Good Neighbors

This month, I’d like to share Emrie’s note to her parishioners. Emrie is an ordained Cumberland Presbyterian minister, newly ordained, newly married. Her wisdom makes her an “old soul.” I’m so glad I have her to share theological ideas and biblical translations. Beyond that, she is becoming one of my BFFs (best friends forever) … I found out you may have more than one BFF!

“If you watched my video devotional last Sunday while we were all trapped inside, then you know that I learned a lot in this last week about being a good neighbor.

Well, there’s more.

On Sunday, Matt and I heard a scraping outside of on our street. We looked out and realized that a handful of men from a house up the street were scraping the two-inch layer of ice off of the road. Matt told me he wondered if we should help (after all, he’d heard his pastor say something about being a witness to his neighbors). Well, I couldn’t argue with that logic, so we grabbed a couple of shovels and asked them if we could help.

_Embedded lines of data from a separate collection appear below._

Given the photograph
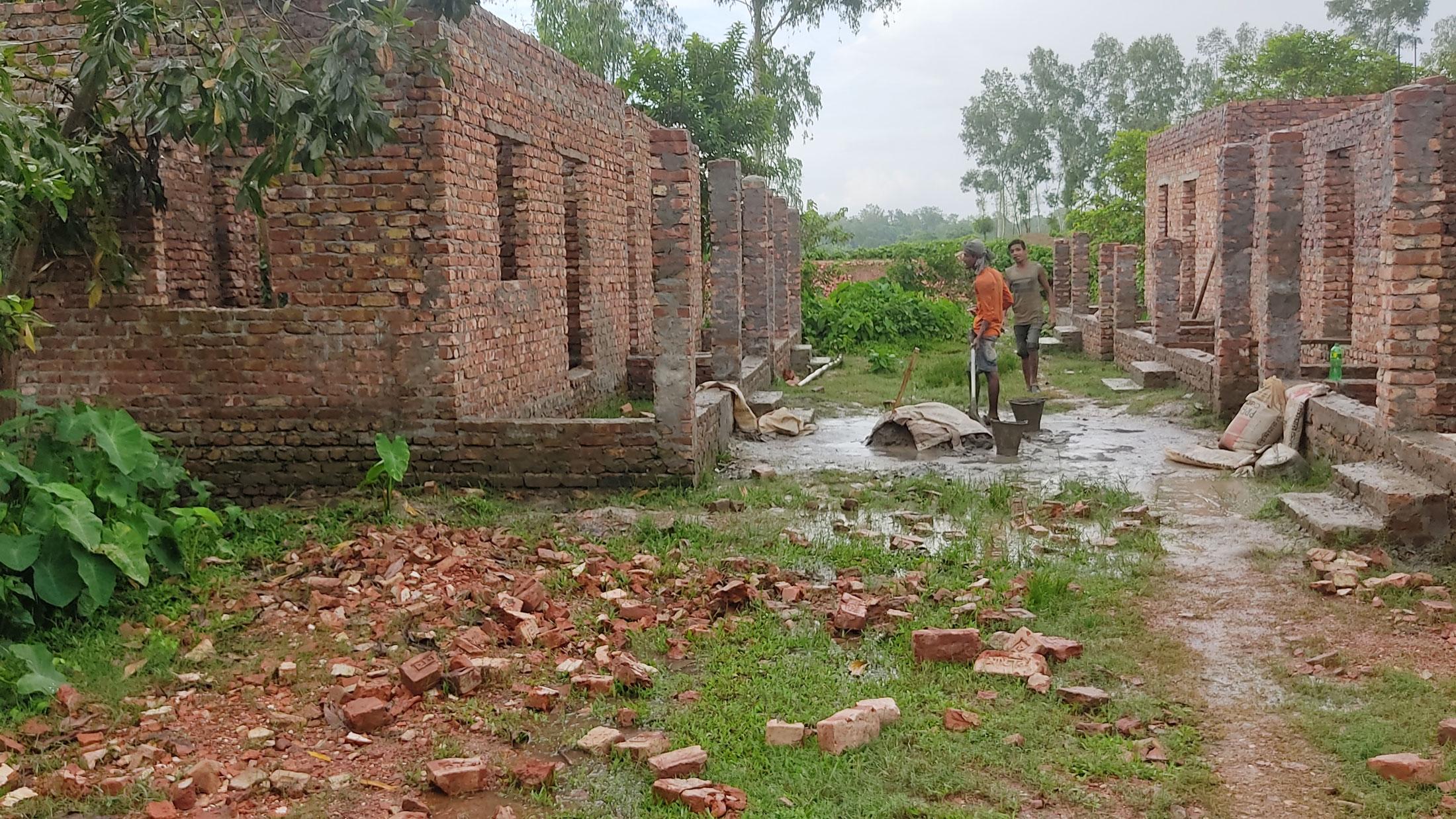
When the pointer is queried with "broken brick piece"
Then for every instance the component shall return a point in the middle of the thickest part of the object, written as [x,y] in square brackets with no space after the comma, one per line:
[532,594]
[421,673]
[542,699]
[600,740]
[884,707]
[672,789]
[679,763]
[945,645]
[629,671]
[1083,696]
[535,774]
[644,745]
[366,714]
[846,729]
[1407,769]
[1011,664]
[958,720]
[780,732]
[455,776]
[850,616]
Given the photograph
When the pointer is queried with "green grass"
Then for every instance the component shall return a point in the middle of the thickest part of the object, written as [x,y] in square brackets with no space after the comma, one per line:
[941,377]
[1394,712]
[610,406]
[765,668]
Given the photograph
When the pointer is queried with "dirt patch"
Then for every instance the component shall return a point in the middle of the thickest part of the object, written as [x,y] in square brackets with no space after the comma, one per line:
[1222,605]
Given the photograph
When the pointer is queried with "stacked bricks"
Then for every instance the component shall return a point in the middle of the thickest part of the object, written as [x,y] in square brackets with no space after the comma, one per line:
[1124,287]
[758,269]
[1081,273]
[678,288]
[1234,374]
[1277,229]
[1097,339]
[725,269]
[1416,384]
[1062,271]
[1162,290]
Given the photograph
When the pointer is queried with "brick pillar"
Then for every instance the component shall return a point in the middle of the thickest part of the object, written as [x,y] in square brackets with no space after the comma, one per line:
[1163,277]
[678,286]
[1062,273]
[1081,273]
[1416,384]
[725,271]
[1234,376]
[1124,287]
[780,232]
[796,279]
[1279,207]
[758,253]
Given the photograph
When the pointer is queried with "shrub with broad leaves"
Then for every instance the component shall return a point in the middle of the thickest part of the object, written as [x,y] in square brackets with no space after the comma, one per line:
[89,501]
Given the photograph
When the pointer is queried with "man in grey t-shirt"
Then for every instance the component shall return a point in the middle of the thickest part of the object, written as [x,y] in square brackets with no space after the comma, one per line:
[1028,281]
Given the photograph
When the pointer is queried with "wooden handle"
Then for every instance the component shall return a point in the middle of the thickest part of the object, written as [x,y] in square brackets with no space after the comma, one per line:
[906,380]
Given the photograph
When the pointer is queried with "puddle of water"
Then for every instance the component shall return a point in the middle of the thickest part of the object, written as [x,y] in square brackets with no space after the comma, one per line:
[1083,444]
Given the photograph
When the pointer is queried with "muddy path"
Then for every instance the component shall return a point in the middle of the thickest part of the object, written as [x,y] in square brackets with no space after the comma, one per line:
[1234,615]
[1229,610]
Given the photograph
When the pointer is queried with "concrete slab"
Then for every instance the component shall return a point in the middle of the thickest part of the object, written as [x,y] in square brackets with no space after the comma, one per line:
[1152,374]
[1331,518]
[1414,509]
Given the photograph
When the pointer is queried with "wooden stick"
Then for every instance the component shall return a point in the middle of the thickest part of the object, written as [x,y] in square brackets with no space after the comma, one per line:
[1207,277]
[906,380]
[820,371]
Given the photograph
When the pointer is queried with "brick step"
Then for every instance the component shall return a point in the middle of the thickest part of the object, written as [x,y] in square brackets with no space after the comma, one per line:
[765,402]
[1152,374]
[1331,518]
[1414,509]
[1069,335]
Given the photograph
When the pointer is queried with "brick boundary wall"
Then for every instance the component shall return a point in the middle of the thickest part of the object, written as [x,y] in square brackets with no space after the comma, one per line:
[527,245]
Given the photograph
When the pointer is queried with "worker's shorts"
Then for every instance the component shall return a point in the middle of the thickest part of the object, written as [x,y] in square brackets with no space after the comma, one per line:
[985,359]
[1028,338]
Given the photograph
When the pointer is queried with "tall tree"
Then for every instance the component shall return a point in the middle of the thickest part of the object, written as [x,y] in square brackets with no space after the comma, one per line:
[1304,63]
[1442,57]
[600,35]
[708,89]
[1384,25]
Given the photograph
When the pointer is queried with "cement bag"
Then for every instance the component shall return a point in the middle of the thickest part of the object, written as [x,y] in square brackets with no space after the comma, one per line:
[1280,460]
[1297,409]
[1210,458]
[1260,421]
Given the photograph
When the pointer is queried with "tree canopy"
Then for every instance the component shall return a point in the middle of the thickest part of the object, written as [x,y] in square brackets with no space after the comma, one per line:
[1309,63]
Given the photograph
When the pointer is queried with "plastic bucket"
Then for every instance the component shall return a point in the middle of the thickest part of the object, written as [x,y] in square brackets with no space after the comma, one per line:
[1028,411]
[1008,437]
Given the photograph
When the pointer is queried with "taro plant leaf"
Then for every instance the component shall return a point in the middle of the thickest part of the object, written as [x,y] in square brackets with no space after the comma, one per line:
[42,678]
[99,576]
[122,440]
[394,456]
[57,580]
[127,549]
[79,520]
[19,552]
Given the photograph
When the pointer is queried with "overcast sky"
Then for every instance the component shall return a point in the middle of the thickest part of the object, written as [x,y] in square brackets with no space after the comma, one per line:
[893,93]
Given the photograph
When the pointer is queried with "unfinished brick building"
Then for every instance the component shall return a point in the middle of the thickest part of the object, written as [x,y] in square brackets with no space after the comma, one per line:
[529,246]
[1280,229]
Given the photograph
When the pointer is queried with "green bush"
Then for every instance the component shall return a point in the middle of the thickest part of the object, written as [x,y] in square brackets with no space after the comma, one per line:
[860,315]
[88,501]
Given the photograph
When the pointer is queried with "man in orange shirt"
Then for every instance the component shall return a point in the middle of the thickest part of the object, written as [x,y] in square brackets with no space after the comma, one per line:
[992,300]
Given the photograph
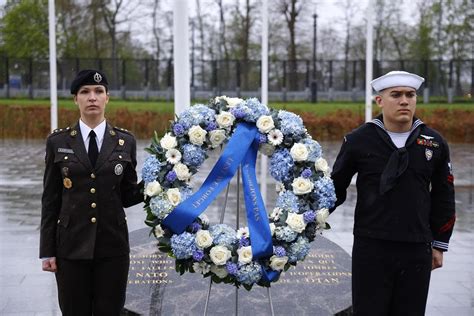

Soon, someone else had come out with a shovel, then more, then more. By the time we reached the bottom of our hill, there were 20 people working together.

My back was starting to get sore, so Matt encouraged me to take a break and start learning more about our new friends. Most of them were from Mexico, Honduras, or El Salvador. We got to talking, and soon we’d been invited to dinner along with the rest of our makeshift crew.

The family hosting had set up a long table in their garage, and there we sat eating tacos and practicing our Spanish. It was three hours later that we walked back up our hill. But we had changed. We’d experienced a sort of “Lord’s Supper” at that table. Many of our neighbors talked about the importance of community, and a sense of being there for one another and sharing in life together. It was church, without a doubt. What ‘s the lesson? I guess if baptisms can happen in rivers instead of baptismals, then communion can happen in garages instead of sanctuaries.

Sometimes we just need to step out with open hearts and minds and accept an invitation from God—who can call to us in the sound of scraping shovels on the street or in a kind invitation to eat some tacos.”